L’idea che il contrario del Male sia unicamente il Bene in qualche modo non funziona.

Sorge quindi il dubbio che, dopo aver abbandonato il concetto di mancanza, sia necessario affrontare l’assenza con una “terza via”, con una possibilità in più che si aggiunga alle uniche due soluzioni opposte che molto spesso restringono la visione sulle cose e limitano le capacità di scelta.

La necessità di tradurre la “terza via” in luoghi, di spazializzare e concretizzare ciò che rischia di rimanere imprigionato nel mondo delle idee è un bisogno impellente per tutti coloro che fanno della creazione di luoghi un mestiere, una ragione di vita.

È qui che il ruolo dell’architetto assume un’importanza inedita ma assolutamente irrinunciabile. Fino a che mancheranno spazi fisici in cui la “terza via” possa divenire reale, sarà impossibile anche solo creare le condizioni primarie di una città priva, almeno in alcune aree, di assenza.

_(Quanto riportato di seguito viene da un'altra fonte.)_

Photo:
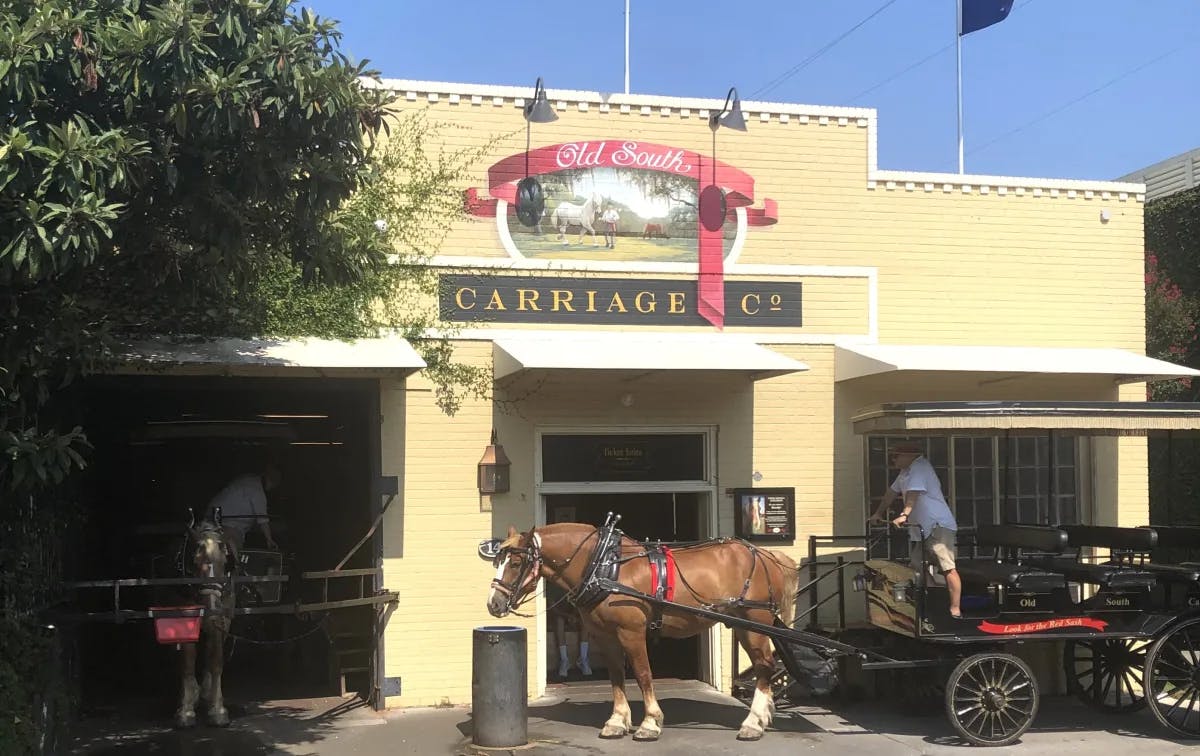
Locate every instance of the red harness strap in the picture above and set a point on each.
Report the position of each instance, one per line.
(659, 581)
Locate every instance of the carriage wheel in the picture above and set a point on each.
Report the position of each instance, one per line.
(1173, 679)
(991, 699)
(1107, 675)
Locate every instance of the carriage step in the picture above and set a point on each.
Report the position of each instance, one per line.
(357, 649)
(341, 679)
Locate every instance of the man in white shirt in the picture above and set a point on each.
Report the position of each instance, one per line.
(243, 504)
(924, 505)
(610, 219)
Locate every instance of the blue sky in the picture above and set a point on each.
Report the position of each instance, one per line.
(1027, 106)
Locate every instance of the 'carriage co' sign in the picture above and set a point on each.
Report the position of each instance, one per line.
(612, 301)
(642, 198)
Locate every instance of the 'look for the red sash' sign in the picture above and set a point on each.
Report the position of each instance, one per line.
(1043, 625)
(643, 198)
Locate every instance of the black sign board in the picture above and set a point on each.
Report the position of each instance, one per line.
(611, 301)
(621, 457)
(765, 514)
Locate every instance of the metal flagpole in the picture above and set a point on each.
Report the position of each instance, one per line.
(958, 46)
(627, 47)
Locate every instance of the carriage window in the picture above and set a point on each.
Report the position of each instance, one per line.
(993, 479)
(1039, 480)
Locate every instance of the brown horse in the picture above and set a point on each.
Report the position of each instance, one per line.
(208, 551)
(726, 575)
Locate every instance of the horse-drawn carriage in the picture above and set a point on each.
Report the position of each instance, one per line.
(1128, 619)
(183, 575)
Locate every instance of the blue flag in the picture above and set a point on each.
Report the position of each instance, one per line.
(982, 13)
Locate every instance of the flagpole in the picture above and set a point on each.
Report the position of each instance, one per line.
(958, 45)
(627, 47)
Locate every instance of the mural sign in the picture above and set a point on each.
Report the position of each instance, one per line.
(621, 199)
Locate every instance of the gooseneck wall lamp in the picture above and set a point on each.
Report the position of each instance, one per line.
(712, 198)
(531, 201)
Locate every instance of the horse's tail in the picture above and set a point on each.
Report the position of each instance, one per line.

Si tratterebbe di isole urbane in un arcipelago composto da una serie infinita di altre realtà, tutte possibili e tutte esistenti nello stesso momento. La complessità urbana è l’insieme di tutte queste isole a cui si potrebbe aggiungere qualche elemento nuovo in cui sia dato spazio al libero pensiero, alla sincera espressione delle caratteristiche che rendono ognuno di noi unico e non duplicabile. In queste isole il “tertium” permetterebbe di sconfiggere l’assenza, di riavvicinare le persone, di rendere le relazioni sociali di nuovo possibili e sinceramente desiderabili. Si tratta di luoghi in cui si supera il dualismo imperfetto, in cui Bene e Male non sono opposti e nemmeno coincidenti ma semplicemente due tra le infinite e variopinte possibilità che i rapporti tra le persone e tra le persone e le cose possono offrire.

Agli architetti il compito di pensarli, di immaginarli, di raccontarli; a tutti quanti gli altri la fortuna di poterli vivere, anche solo in minima parte.

Il non esserci di tali luoghi garantisce all’assenza un ruolo primario nella nostra vita all’interno delle città. Se nulla dovesse cambiare saremo costretti a continuare a vagare senza sosta in un arcipelago urbano incompleto e incompiuto in cui gli incontri avvengono tra umanità distanti, tra persone sconosciute che si avvicinano per poi allontanarsi, che si scambiano solo uno sguardo prima di procedere a fatica, come navi alla deriva che si incontrano nella notte.